Constipation is something that the nurse and the dietician warned me about, there are even a whole two pages in my surgery handbook covering how to manage it but I didn’t think it would be a problem for me.  The dangers of remaining constipation or experiencing it regularly are hemorrhoids, hernias, and intestinal blockages. Ummm, no thanks!
My days are spent thinking about protein levels, how much water I can fit in and whether my step count is ‘good enough’.  With all the eating and the drinking, I thought I was doing okay.  The low carb/low fat lifestyle I have will be affecting things.  The changes my body is going through could be causing a bit of stress, I know there is a little brain stress, and cortisol which is a stress hormone can slow bowel movements.

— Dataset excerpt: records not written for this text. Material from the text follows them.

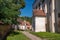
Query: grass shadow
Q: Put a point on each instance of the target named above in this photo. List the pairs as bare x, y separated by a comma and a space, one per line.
13, 33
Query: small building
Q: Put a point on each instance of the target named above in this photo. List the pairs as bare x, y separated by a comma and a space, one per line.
24, 25
38, 20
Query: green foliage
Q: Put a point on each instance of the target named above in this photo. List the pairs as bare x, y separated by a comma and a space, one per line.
47, 35
9, 10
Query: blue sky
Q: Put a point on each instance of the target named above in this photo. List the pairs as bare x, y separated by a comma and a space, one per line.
27, 11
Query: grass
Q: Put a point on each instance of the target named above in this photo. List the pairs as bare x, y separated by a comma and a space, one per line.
17, 36
47, 35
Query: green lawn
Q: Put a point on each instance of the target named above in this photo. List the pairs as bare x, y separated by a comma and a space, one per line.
47, 35
17, 36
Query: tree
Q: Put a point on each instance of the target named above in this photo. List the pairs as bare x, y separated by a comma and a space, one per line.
9, 10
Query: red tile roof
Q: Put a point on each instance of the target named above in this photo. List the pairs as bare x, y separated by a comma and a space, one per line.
38, 13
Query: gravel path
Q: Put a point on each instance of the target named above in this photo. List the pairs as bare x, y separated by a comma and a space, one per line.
31, 36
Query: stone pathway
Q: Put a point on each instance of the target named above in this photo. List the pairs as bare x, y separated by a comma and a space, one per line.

I’ve been given lots of information on how to sort myself out from this problem.
Prior to surgery, Alpine Tea was a good friend of mine.  Now though, all it gives me are are really painful tummy cramps. It’s currently the middle of summer here in New Zealand and I’m drinking close to 3L a day (and probably sweating the same amount!) so I am drinking my recommended water amounts and usually more.
There are lots of other recommendations out there for helping people unblock themselves but post gastric bypass patients have to be careful with which ones they use.  Adding oats and bananas and increasing the fibre in our diets is not recommended for us.  But drinking lots of water is – and I’m doing that.  So today I went and bought a dissolvable fibre supplement.

I’m pining all my hopes on you Benefiber.

Benefiber - Allergic to Sugar

Other methods of helping constipation for bypassers include;

  1. Increasing your fluid intake – but not coffee which can make things worse
  2. Alpine Tea
  3. Electrolytes – an additional 300-600mg of magnesium (in two doses) or increasing your sodium intake
  4. Fibre – I add 1/2 teaspoon of chia seeds to my morning Chia Seeds and now I’m adding 2tsp Benefiber to my 1L water bottle
  5. Non starchy vegetables – broccoli, spinach, cauliflower, green beans and cabbage
  6. Fermented foods – low sugar probiotic yoghurts, sauerkraut and raw apple cider vinegar promote the growth of good bacteria and good gut health means good bowel health
  7. Healthy fats – adding 1tsp of extra virgin olive oil, avocado oil or coconut oil
  8. Exercise – just 30 minutes a day increases blood flow which encourages bowel movements.

So I tried to make it not too gross, I’m sure there’s a lot here that you didn’t want to know but I firmly believe in keeping the gloss off!  Let’s just hope that tomorrow, or the next trip to the loo, doesn’t involve tears!